Featured, Hypervisors, Virtualization Software, VMware

Understanding the Top 4 Performance Metrics in vSphere

vSphere environments can be complex beasts that require a lot of attention and ongoing tuning to get “just right.”  When it comes to ensuring the ongoing acceptable performance of that vSphere environment, there exist hundreds of different performance metrics.  vSphere administrators must traverse the performance metric minefield to identify those metrics that truly matter and that have the most significant positive impact on the vSphere environment.

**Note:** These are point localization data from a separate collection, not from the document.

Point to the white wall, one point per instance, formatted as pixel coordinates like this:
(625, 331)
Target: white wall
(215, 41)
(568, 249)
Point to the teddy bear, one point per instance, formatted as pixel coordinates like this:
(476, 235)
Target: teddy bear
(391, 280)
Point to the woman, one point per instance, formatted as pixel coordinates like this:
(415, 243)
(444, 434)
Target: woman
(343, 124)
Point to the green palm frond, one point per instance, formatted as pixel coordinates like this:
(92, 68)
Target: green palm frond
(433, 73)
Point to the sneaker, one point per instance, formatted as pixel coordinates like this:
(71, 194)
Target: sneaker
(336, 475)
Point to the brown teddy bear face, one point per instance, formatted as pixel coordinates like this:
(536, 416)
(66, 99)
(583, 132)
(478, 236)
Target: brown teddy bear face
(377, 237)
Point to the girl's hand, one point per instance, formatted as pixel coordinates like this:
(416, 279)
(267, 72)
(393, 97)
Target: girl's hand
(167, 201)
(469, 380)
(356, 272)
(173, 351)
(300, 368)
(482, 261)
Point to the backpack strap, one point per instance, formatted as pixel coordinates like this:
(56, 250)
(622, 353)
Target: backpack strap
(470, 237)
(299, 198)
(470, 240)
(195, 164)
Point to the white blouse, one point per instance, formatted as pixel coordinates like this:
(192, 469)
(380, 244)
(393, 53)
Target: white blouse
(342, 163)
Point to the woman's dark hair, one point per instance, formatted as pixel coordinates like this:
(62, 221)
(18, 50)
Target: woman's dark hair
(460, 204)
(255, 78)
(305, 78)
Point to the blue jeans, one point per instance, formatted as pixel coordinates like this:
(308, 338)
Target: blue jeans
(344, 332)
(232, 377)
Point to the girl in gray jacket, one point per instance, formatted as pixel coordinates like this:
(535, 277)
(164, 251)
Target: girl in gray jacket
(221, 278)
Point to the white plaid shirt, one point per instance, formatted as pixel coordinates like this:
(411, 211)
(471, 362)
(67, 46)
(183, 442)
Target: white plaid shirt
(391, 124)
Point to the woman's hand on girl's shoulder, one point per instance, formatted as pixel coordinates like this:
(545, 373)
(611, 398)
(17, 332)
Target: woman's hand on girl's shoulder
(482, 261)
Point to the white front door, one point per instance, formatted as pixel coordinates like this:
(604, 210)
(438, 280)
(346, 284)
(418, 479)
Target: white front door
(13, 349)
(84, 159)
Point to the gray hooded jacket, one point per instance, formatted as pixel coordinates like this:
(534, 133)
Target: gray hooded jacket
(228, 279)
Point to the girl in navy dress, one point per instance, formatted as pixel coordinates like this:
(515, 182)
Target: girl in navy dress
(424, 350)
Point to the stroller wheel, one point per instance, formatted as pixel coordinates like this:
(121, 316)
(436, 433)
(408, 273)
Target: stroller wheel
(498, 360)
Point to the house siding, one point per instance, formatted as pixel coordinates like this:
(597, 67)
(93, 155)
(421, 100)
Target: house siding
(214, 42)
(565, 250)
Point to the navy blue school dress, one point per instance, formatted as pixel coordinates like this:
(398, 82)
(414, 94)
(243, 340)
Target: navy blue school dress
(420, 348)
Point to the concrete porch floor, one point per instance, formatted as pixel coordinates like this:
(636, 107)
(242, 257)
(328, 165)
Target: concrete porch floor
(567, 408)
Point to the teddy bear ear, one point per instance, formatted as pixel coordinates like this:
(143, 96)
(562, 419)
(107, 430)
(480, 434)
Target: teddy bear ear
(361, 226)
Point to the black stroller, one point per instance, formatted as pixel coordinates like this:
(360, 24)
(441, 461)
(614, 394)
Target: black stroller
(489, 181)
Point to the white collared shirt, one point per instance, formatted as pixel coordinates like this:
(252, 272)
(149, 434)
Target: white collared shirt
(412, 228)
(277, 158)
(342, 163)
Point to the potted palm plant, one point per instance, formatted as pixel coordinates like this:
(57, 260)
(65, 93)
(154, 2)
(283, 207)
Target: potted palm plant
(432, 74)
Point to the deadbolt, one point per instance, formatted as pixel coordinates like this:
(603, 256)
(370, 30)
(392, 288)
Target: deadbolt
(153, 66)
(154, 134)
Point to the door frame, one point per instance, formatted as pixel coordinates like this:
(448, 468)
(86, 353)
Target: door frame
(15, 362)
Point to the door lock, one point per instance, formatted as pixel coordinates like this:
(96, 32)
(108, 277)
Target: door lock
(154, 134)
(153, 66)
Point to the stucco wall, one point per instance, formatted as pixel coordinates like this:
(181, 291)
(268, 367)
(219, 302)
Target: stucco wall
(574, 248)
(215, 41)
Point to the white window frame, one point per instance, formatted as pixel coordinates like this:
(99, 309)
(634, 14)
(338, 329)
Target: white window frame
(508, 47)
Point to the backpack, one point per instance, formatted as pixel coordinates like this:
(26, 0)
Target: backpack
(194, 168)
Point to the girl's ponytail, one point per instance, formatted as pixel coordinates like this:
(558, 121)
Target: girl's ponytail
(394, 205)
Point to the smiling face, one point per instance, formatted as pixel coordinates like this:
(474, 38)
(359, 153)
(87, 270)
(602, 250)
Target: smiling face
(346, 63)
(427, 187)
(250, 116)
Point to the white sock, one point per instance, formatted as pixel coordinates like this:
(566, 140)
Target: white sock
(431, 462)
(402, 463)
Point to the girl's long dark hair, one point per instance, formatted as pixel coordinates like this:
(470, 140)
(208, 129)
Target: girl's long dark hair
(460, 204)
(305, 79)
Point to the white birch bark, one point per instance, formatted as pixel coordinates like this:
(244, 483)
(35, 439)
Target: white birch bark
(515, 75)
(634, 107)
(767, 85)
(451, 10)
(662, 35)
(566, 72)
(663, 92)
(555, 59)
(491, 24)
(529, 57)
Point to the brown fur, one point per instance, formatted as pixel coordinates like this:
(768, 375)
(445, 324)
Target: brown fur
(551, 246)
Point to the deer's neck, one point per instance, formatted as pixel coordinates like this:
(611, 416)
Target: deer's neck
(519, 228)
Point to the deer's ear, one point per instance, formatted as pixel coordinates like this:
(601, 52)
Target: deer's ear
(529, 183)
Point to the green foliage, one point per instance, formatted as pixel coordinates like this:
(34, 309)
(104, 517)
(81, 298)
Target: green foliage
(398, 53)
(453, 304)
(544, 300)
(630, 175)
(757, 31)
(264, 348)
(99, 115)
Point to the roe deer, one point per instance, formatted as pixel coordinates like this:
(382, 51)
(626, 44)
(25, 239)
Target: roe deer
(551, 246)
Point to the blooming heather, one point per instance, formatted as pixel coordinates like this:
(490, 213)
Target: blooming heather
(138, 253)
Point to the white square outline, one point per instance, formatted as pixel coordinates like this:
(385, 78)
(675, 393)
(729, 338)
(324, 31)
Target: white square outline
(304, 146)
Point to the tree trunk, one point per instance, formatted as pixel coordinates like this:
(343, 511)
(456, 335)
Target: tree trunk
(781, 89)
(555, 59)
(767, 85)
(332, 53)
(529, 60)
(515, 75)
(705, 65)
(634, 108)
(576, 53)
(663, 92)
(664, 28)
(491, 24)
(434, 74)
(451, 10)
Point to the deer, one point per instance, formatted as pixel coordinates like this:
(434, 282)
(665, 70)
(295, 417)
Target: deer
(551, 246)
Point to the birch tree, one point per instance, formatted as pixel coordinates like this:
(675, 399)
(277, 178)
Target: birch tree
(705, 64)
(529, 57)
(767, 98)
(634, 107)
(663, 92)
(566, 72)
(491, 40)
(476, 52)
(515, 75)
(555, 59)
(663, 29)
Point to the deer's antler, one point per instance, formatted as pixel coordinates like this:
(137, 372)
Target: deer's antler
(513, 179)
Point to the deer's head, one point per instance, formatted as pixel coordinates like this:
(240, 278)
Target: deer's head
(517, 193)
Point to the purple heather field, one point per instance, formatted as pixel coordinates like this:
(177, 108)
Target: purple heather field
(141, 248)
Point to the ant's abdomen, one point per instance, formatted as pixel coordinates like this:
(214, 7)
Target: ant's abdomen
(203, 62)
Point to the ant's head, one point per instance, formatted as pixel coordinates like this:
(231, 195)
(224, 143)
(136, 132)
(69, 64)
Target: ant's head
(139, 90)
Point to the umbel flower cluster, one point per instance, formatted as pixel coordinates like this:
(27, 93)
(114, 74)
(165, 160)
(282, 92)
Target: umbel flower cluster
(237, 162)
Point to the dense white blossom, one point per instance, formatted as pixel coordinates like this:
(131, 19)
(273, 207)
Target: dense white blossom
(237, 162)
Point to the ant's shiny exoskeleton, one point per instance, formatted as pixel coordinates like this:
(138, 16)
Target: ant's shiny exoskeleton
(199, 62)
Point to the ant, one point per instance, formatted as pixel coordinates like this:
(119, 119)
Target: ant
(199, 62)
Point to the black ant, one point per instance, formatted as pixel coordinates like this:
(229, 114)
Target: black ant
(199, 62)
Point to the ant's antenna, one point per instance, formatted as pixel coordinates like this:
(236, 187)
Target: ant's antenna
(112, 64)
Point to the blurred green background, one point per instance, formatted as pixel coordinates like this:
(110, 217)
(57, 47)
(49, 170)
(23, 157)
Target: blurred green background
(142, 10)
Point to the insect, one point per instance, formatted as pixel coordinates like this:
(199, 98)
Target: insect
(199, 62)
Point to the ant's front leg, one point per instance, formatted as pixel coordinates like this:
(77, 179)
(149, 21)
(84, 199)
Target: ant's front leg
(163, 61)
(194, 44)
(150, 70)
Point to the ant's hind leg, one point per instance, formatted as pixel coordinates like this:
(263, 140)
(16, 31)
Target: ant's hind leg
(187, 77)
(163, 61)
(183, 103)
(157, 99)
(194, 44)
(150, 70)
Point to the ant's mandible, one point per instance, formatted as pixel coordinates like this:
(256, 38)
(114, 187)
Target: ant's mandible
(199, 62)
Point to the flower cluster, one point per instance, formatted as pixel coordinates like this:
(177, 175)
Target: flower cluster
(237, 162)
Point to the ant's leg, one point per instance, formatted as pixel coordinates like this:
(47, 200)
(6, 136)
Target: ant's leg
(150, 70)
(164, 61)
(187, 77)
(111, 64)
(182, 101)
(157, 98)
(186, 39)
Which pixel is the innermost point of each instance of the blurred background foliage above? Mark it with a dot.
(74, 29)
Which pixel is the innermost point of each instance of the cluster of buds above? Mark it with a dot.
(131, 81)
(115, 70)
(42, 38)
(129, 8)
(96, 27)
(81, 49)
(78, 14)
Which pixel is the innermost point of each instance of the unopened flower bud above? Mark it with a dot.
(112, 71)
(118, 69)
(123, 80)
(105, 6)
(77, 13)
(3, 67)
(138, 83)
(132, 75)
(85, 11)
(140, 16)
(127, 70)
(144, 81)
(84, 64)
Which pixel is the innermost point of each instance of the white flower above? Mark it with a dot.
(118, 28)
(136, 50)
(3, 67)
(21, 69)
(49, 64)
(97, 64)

From a high level perspective, a typical virtual environment has four primary resource areas:

  • Compute.  The compute tier is responsible for executing operations and supports running the code that provides an environment for the virtual machines.  The compute layer is made up of servers, each two one or more processors and with each of those processors bearing one or more processing cores.
  • Memory.  Memory is where programs run and is often one of the first resources to be exhausted in a virtual environment.
  • Storage.  When programs aren’t running, they are stored on disk along with the data that is required by said programs.  In addition, in many modern data centers, servers are scheduled to boot directly from storage, so there are often files related to the operating system (vSphere) located on storage as well.
  • Network.  The network imbues upon the virtual environment the ability to communicate with the world outside.

Now, suppose you were tasked with identifying the one performance metric for each of these areas that is absolutely critical to ongoing operation.  The sections below describe the primary performance metric in each of the areas mentioned above.  In future articles, I will dive much deeper into each of these areas.

vSphere administrators must traverse the performance metric minefield to identify those metrics that truly matter…

CPU usage

I have to admit that I was torn between whether to list CPU usage or CPU ready as the primary metric in the compute resource space.  CPU usage provides an administrator with an at-a-glance look at how far the virtual environment is being pushed while the CPU ready metric is a measure for how long it takes for enough physical processor resources to be freed up to service a virtual machine’s needs.  As this article is focused on overarching performance metrics, I decided to focus on the most obvious performance-related metric.

With that said, what is good and what is bad with regard to CPU usage in a virtual environment?  Many agree that a consistent physical CPU utilization metric that stays well above 75% – 80% is the point at which an administrator should begin to consider adding processor resources.  Even though that still leaves 20% of room, bear in mind that many loads still need room to “peak” at certain times, so it’s important to leave a little room.

Disk latency

Disk latency is the amount of time that it takes for a read or write operation sent to a storage device to actually be processed.  This metric takes into account delays that might be introduced due to RAID and other storage configuration decisions.

If you’re seeing average disk latency exceeding 20 milliseconds or so or if you’re seeing major spikes on an ongoing basis, you may be running into issues that could be workload affecting.  For example, I’ve seen disk latency issues break Microsoft clusters.

Obviously, every workload has different levels of tolerance, so do a bit of study before jumping to too many conclusions.  Further, when it comes to disk latency, there can be any number of causes, each of which calls for a different resolution.

  • Perhaps you have too few disk spindles serving too many I/Os.  Solutions may include adding additional spindles or moving to solid state disks.  You may also need to investigate the storage head end to make sure it can keep up with the load.
  • Sometimes, adding additional RAM to a virtual machine can be helpful in these cases, but only if adding that RAM has the potential to lead to less I/O hitting storage.
  • If you have antimalware software on your virtual machines, make sure it’s not running at the same time on all of your VMs.  That activity can spike I/O, increasing overall latency.
  • Make sure no virtual machines are swapping to disk.  See the next item for more information.

Memory swapping on host or virtual machines

In many virtual environments, RAM is the first resource to be exhausted.  Memory swapping – the activity that takes place when RAM is depleted and the system turns to disk as a memory cache – has a profoundly negative impact on performance.  If you see even a single virtual machine swapping to disk, you’re going to see the impact.  As such, make sure that you have assigned enough RAM to each of your virtual machines and make sure that the host has enough RAM to serve all of the running VMs.  In a vSphere environment, if you see swapping taking place, your environment is probably massively overcommitted as swapping to disk is the last of many memory management techniques that vSphere has at its disposal.

As I mentioned before, memory swapping can also have an impact on disk I/O and latency since swapping adds additional I/O load to storage.

If you see any swapping going on, it’s too much.

Network utilization

As is the case with CPU, the most obvious networking performance metric is also the most important.  If you see constant network link utilization above 80% or so, it’s time to add more network capacity.  This can be accomplished by moving to 10 GbE or adding additional bonded network adapters to the existing system.

Summary

It’s important to note that the information presented in this article is just one way to look at the virtual environment.  Every environment is different, so make sure you understand how your workloads operate and use appropriate metrics.  In future articles, I’ll dig deeper into metrics and show you various ways by which you can monitor the health of your vSphere environment.